To meet today's strict building codes, the new hotel had to be reconstructed from the ground up. However, Chapman has reused every piece of the old building that could be resurrected. Sound flooring has been scraped and re-laid, floor joists have been used as beams, bed frames and behind the washbowls in the bathrooms. The stair rails and banisters and the great bar will be reinstalled. The fireplace surround is made from foundation stone and the patio as well at the path leading into the restaurant are salvaged chimney brick. Un-corroded pressed ceiling tin will be used decoratively. All this extra work added considerably to the expense of the building, as anyone who has tried it knows only too well.

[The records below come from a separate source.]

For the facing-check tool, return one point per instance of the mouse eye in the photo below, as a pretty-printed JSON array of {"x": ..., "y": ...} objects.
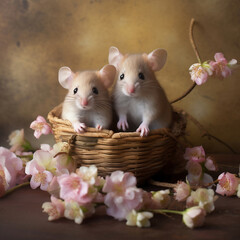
[
  {"x": 122, "y": 76},
  {"x": 95, "y": 90},
  {"x": 75, "y": 90},
  {"x": 141, "y": 76}
]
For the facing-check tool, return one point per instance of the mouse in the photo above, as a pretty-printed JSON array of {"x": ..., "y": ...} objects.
[
  {"x": 87, "y": 103},
  {"x": 137, "y": 96}
]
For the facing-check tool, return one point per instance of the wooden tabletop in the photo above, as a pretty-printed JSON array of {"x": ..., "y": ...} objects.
[{"x": 21, "y": 217}]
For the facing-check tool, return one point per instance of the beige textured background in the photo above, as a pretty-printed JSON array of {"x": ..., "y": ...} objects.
[{"x": 38, "y": 37}]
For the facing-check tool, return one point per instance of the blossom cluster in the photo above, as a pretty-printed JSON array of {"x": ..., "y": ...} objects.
[
  {"x": 220, "y": 68},
  {"x": 77, "y": 192}
]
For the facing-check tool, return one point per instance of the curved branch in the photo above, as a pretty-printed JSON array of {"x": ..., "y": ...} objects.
[
  {"x": 192, "y": 40},
  {"x": 197, "y": 55}
]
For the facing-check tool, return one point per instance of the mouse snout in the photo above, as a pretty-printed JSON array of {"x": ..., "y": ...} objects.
[
  {"x": 84, "y": 102},
  {"x": 131, "y": 88}
]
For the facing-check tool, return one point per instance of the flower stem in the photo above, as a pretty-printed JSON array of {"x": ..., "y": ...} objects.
[
  {"x": 185, "y": 94},
  {"x": 168, "y": 211},
  {"x": 198, "y": 58},
  {"x": 192, "y": 40},
  {"x": 15, "y": 188}
]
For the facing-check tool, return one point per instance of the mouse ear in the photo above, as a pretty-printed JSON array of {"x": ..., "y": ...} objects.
[
  {"x": 107, "y": 75},
  {"x": 65, "y": 77},
  {"x": 114, "y": 57},
  {"x": 157, "y": 59}
]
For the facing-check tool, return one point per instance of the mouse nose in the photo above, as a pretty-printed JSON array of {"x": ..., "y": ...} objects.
[
  {"x": 84, "y": 102},
  {"x": 131, "y": 89}
]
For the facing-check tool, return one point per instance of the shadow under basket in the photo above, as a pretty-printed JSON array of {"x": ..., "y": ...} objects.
[{"x": 125, "y": 151}]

But Chapman did it.
When I visited the hotel just before sitting down to write this article, the site was a beehive of activity. An extraordinarily long painting crane was stretched across the Shatzell Avenue side of the building; a skilled young woman was finishing off a balcony railing. She told me the rig could extend to 86 feet and that, although the cab at the end was a little bouncy, making painting a balancing act, she couldn't think how she could do her job without it. Beneath it were three heating and plumbers trucks stuffed with every conceivable tool and material of the trade. Almost, but not quite, blocking Grinnell Street was an immense ten-wheel truck, piled high with 5/8 inch, 4 by 12 foot fire-check sheetrock. The truck's own crane was lifting bundles of 24 up to a third floor window where a worker extracted them by hand one by one. It was an utterly mesmerizing performance.

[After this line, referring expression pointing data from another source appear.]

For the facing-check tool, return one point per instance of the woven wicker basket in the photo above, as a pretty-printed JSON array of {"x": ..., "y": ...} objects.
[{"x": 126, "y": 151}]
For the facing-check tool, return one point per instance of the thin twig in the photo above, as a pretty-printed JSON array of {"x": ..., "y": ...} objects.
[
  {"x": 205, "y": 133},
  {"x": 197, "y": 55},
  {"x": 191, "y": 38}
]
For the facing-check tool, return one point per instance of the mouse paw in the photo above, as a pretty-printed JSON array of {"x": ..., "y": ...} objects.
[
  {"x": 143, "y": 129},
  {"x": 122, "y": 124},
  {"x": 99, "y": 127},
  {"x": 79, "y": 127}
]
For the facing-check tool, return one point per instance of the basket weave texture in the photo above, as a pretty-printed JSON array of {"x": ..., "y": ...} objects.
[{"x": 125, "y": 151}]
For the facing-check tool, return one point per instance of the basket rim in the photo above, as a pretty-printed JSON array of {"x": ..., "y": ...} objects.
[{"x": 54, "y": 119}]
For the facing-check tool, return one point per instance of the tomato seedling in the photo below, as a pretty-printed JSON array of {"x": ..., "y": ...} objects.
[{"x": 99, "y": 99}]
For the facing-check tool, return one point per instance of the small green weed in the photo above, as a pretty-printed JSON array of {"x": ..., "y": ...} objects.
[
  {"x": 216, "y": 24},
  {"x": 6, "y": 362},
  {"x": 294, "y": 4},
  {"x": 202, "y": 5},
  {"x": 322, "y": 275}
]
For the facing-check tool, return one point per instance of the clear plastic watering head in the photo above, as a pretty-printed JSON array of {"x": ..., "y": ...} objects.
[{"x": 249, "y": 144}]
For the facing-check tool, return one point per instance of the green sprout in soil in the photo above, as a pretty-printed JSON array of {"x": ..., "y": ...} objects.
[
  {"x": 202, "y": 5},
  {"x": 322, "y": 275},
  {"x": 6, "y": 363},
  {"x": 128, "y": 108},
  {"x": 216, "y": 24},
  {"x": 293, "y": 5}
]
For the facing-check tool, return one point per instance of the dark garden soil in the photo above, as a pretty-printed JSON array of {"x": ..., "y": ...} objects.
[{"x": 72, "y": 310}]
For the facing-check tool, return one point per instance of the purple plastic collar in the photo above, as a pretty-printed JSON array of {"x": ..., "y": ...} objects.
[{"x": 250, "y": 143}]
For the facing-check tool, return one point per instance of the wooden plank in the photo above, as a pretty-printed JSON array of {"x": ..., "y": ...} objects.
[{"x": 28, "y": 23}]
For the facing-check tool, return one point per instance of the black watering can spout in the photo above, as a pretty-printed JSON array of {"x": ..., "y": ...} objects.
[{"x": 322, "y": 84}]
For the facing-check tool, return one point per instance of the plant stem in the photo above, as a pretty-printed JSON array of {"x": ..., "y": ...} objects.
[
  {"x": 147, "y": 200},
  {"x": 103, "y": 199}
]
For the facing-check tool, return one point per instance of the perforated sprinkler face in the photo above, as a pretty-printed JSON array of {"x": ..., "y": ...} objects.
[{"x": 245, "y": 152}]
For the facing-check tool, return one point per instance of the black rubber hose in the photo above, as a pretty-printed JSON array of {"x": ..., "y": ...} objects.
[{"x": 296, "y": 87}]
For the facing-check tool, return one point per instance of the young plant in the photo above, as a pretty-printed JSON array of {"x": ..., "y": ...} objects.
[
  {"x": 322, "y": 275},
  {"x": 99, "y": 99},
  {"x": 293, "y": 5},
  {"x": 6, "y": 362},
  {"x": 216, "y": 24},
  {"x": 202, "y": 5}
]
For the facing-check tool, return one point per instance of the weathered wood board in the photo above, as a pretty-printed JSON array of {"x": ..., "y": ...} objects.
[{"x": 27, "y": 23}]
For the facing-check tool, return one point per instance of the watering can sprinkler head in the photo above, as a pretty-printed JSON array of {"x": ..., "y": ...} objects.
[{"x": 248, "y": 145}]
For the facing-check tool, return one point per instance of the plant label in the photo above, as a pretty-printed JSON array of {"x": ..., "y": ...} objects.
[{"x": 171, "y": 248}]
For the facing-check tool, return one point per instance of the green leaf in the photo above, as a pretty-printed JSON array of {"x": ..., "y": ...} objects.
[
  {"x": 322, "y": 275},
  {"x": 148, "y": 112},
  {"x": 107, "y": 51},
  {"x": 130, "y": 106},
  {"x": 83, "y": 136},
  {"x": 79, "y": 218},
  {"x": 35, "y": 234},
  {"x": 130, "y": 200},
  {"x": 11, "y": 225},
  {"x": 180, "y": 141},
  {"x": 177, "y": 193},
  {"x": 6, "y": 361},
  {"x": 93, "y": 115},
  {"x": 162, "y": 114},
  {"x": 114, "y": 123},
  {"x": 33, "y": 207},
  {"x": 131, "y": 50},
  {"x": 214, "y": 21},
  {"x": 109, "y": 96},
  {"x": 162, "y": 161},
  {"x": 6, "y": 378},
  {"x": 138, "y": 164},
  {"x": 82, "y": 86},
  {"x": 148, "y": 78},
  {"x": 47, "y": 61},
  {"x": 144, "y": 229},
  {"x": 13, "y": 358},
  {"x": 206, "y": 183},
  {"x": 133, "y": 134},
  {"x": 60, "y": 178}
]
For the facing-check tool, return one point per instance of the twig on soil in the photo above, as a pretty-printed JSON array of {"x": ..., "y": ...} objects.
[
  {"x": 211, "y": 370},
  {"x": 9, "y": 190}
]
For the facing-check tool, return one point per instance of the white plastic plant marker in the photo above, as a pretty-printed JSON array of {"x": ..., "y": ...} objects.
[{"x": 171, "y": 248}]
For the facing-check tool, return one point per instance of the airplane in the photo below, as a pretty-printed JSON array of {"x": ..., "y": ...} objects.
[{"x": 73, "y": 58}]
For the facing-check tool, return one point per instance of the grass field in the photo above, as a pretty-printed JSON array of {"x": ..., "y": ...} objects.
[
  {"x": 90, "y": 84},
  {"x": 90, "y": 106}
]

Inside, the hotel was abuzz with electric drills, screwdrivers, saws and the click-clacking of work-boot heels, a strong sign the hotel was nearing completion. When open to the public in mid-summer, it will offer a reasonably priced restaurant and bar with its kitchen and store rooms on the ground floor. Like China Rose across the street, it is expected to become a destination spot for area residents. The second floor is a large room for special parties weddings, graduations, birthdays and conferences, and the like. The third and the fourth floors are devoted to the sleeping part of the inn. There are five bedrooms on the lower and four on the upper floor. They vary in size, but all are large and handsome and have private balconies with stunning views of the river, the Kingston Lighthouse, fabulous sunsets and, in the distance, the multi-hued Catskill Mountain range.
I'm counting the days until the Rhinecliff Hotel reopens as The Rhinecliff. Part of me wishes it would be rechristened the Rhinecliff Phoenix, rising magically from its own ashes, so to speak. But, come to think of it, The Rhinecliff, so close to the former name, rings true. May it continue to grace the hamlet's waterfront for the next 150 years.